Quick commerce platforms Blinkit and Zepto are revising their commission structures to enhance revenue amidst growing competition and a focus on profitability.
Zepto has been gradually increasing commissions on both users and brands to improve its unit economics. Meanwhile, Blinkit has adopted a variable commission model for brands and sellers.
Competition leads to increased costs
The rapid expansion of quick commerce platforms has increased competition, resulting in higher cash burn. According to the news report, this financial pressure has unsettled investors, resulting in a drop in market value for publicly traded firms such as Zomato, Blinkit's parent company, and Swiggy, which operates Instamart.
Zepto's commission rate adjustments are consistent with its plans for an initial public offering (IPO) later this year. However, the stock market downturn since December has raised concerns among companies considering public offerings.
Blinkit's revised commission structure is expected to raise its total take rate, or the percentage of gross order value (GOV) retained as commission. Meanwhile, Zepto's take rate has risen to 22-23%, and it is expected to rise further as it approaches an annualized $4 billion gross sales run rate. Zepto, which was last valued at $5 billion, reported annualized gross sales of $3 billion in January, according to the report.
Expansion and cost optimization strategies
Zepto has nearly 1,000 dark stores, which matches Blinkit's footprint. It has also held discussions with third-party fleet operators, including the Ola group, to reduce delivery costs.
Previously, Blinkit had a fixed commission structure that ranged from 3% to 18%, depending on product category. However, beginning March 13, the platform will use a dynamic model in which commission rates are based on the selling price of items in the same category.
For example
- Products priced under Rs 500 will have a 2% commission.
- Items priced between Rs 500 and Rs 700 will be charged a 6% commission.
- A commission of 18% will be charged on products priced at or above Rs 1,200.
These commissions only apply to marketplace transactions.

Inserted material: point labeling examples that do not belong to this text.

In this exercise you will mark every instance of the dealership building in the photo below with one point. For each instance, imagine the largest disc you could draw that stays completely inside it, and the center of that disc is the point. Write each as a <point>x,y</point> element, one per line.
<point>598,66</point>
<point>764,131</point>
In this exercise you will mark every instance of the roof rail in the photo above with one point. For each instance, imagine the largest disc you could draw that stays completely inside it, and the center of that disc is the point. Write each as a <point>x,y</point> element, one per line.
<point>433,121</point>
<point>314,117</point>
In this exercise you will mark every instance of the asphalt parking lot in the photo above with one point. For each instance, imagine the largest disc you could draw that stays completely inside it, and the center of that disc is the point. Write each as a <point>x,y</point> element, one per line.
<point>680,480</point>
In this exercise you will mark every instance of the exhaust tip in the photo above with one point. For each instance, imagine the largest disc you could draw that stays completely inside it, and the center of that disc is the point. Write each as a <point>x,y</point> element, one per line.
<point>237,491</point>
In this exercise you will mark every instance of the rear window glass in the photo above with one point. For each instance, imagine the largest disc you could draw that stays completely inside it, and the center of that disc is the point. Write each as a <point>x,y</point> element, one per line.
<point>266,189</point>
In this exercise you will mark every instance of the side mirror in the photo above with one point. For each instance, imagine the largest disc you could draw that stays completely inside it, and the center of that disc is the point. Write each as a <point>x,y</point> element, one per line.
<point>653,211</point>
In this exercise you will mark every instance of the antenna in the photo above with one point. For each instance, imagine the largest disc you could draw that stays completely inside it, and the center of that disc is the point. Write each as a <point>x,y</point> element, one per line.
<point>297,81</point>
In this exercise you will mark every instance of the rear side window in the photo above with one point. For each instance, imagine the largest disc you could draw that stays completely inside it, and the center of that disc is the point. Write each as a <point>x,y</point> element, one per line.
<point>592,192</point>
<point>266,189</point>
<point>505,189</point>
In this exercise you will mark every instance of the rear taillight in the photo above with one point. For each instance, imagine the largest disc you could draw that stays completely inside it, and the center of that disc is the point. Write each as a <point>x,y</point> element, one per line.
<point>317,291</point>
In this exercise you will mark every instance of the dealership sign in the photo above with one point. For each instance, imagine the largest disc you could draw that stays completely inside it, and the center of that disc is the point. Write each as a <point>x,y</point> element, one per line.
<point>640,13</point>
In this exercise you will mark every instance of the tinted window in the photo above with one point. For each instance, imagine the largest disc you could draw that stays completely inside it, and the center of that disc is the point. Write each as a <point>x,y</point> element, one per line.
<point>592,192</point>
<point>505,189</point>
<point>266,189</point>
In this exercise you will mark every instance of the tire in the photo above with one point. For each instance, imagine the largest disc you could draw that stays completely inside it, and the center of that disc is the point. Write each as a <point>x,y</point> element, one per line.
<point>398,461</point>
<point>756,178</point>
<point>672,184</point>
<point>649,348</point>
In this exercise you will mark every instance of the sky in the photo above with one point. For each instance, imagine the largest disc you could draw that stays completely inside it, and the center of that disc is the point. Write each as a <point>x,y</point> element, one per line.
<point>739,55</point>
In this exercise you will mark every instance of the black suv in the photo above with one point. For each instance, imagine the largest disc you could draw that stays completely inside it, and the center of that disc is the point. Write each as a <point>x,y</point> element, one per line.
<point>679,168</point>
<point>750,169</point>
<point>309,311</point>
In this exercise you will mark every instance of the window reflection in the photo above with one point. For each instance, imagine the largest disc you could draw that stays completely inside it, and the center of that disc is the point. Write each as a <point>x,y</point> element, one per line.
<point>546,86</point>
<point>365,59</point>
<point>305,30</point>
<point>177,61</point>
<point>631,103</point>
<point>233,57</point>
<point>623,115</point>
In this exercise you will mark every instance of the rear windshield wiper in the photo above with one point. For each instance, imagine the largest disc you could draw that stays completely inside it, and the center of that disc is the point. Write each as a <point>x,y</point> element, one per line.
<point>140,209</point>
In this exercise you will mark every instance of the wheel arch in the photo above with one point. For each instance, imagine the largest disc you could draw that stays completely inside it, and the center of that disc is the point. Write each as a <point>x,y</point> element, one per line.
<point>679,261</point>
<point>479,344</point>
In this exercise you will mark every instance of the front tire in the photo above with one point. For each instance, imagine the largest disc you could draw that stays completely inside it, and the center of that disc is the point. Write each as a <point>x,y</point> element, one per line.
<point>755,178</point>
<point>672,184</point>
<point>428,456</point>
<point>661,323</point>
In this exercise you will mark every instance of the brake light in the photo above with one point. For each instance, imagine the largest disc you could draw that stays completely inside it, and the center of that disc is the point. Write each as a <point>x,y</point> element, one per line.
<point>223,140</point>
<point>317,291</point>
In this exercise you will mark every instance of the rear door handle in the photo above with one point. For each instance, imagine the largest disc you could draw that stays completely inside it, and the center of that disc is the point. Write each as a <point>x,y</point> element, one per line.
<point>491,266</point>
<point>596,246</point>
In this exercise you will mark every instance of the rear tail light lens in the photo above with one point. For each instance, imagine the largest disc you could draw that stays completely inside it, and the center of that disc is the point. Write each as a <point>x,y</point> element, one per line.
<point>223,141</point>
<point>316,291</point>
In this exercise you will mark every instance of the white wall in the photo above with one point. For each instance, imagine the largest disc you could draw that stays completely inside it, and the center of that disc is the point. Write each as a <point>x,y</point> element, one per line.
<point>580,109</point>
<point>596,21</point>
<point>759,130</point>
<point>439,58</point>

Furthermore, brands and sellers pay for storage, warehousing, and delivery, bringing the overall share retained by quick commerce platforms to 30-35 percent of the sale price. Larger brands with more negotiating power typically secure better terms.
Blinkit's Take Rate
According to Morgan Stanley, Blinkit's take rate for the October-December quarter was 17.9 percent, down 0.91 percentage point from the previous quarter and 0.24 percentage point year on year.
According to a recent report by brokerage firm Bernstein, quick commerce firms see higher take rates from direct-to-consumer (D2C) brands. According to their analysis:
- Blinkit has a higher proportion of new-age brands (39%).
- D2C brands account for 31% of Zepto's brand mix and 33% of Instamart's.